Wednesday, January 24, 2007

The State of the Union



I am still mulling over President Bush's State of the Union Address delivered last night.



Predictably, it was a slightly more centrist approach, with concessions to global warming (termed "global climate change" by the president because of course he wants to avoid the term commonly used by reasonable scientists for the past 30 years), and ideas for health care, etc.

Predictably, he pushed his Iraq policy, and said the state of the union was strong.

In the final analysis, though, regardless of the accolades of concessions and a spirit of cooperation by the conservative pundits, the president appeared to not to have gotten the message that the last election sent.

President Bush is enjoying the lowest approval rating ever, close only to Harry Truman, and Richard Nixon during the Watergate hearings. Now, low approval ratings and unpopular decisions aren't necessarily a reason to change policy. Lincoln, for instance, made some pretty unpopular-at-the-time decisions, but stuck by his plan.

However, this is different in a big way -- that was a civil war at home, which the government didn't begin; just defended against. The Iraq War may be a civil war, but not between Americans, and it was started by us. And not only was it started by us, but it was botched frm the beginning, when Bush, even then, chose to ignore the advice of the experts. Lincoln listened to his experts. And the Union Army was fighting an enemy it understood, and outnumbered. The Iraq War is the first war since the Revolution that the States initiated.

With the surprising strategy of Scooter Libby's lawyers to portray him as a fall guy for Karl Rove, and claim that Rove and Cheney knew all about it and engineered the leak, things are not looking good for the president. This man digs his heels in and refuses to budge, in the name of his convictions. But if he is going to save his political behind, perhaps he needs to pay attention to his "empire" crumbling around him.

Last night was a start, but I remain skeptical. Skeptical that the president will compromise. Skeptical that the Democrats will take the high road and avoid the temptation to take revenge like the Republicans did against Clinton. It certainly would be nice if, after six years of little besides self-reward and corruption, this was a group of people who worked hard and did some good for the country.

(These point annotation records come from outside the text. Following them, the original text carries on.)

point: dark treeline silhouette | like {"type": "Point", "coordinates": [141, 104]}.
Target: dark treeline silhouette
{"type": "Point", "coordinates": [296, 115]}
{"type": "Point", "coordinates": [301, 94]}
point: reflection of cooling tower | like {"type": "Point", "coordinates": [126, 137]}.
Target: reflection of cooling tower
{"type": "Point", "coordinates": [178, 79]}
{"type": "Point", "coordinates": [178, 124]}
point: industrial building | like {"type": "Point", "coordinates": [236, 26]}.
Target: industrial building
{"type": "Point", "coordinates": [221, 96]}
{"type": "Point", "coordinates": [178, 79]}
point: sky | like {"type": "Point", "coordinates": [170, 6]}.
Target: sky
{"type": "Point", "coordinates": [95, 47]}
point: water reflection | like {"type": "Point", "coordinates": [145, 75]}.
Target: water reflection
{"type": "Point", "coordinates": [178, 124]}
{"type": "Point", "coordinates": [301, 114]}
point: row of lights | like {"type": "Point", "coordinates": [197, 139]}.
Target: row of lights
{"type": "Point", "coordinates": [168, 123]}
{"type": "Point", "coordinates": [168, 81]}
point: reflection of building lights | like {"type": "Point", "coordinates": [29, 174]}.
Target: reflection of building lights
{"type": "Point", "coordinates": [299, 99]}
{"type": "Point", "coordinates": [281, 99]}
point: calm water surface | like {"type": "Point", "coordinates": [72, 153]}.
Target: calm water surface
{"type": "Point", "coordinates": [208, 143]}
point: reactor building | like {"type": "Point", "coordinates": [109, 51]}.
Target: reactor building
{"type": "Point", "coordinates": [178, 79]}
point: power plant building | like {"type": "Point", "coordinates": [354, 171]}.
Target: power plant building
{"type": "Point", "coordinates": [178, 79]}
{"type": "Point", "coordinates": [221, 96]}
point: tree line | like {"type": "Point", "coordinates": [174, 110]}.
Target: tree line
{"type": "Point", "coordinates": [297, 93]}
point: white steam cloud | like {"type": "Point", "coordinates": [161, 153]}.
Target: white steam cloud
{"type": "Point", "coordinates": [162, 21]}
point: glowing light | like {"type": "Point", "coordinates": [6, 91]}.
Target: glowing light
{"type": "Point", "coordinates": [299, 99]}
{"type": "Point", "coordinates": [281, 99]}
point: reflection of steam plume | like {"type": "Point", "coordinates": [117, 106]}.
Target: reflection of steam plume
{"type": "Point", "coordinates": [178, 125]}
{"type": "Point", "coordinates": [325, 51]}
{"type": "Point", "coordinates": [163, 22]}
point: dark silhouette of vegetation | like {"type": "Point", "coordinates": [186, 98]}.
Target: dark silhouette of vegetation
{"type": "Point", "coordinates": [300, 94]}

The state of the union may be strong, but it will only stay strong as long as democracy is able to exercise.


Saturday, January 20, 2007

It's the right time for Hillary

I awoke this morning to dh saying, "Hillary Clinton is running for president."
It is about time. We need Hillary Clinton in the White House.
Not because she is Bill Clinton's wife. But because she is an intelligent, articulate statesman with international credibility who has the unique, intimate perspective of what life is like as president. That is critical if we are going to re-establish our nation's international credibility.
And not because she is a woman, although it is exciting that we have a woman candidate who has such strong qualifications. And because, in many ways, she is much more the real face of America than we have seen in a long time.
She is a woman from a Midwestern, middle class family who went to one of the top schools in the country because she wanted to be a lawyer. She was a Goldwater Republican who became a southern Democrat. With the centrist sensibility present in our society today, she is all that.
She has already survived the intense scrutiny of federal prosecutors and unprecendented attacks to her character by a partisan Congress while First Lady. She has had her private life played out in the press, and has faced down political skepticism about her suitability as a Senate candidate. Not many of us have faced that, but how would our lives look if they were played out in the press?
She has been a working mother who has worked hard to balance work and family. While the myth of the one-income household with the father earning the money and the mother staying home to care for the household and the school-age children, that is not the reality. The face of the American woman is more likely single, often a single parent, and a lower-class to middle-class income. We think we want Cinderella for the First Lady, but we are really more like Belle.
Hillary Clinton has what it takes to be president.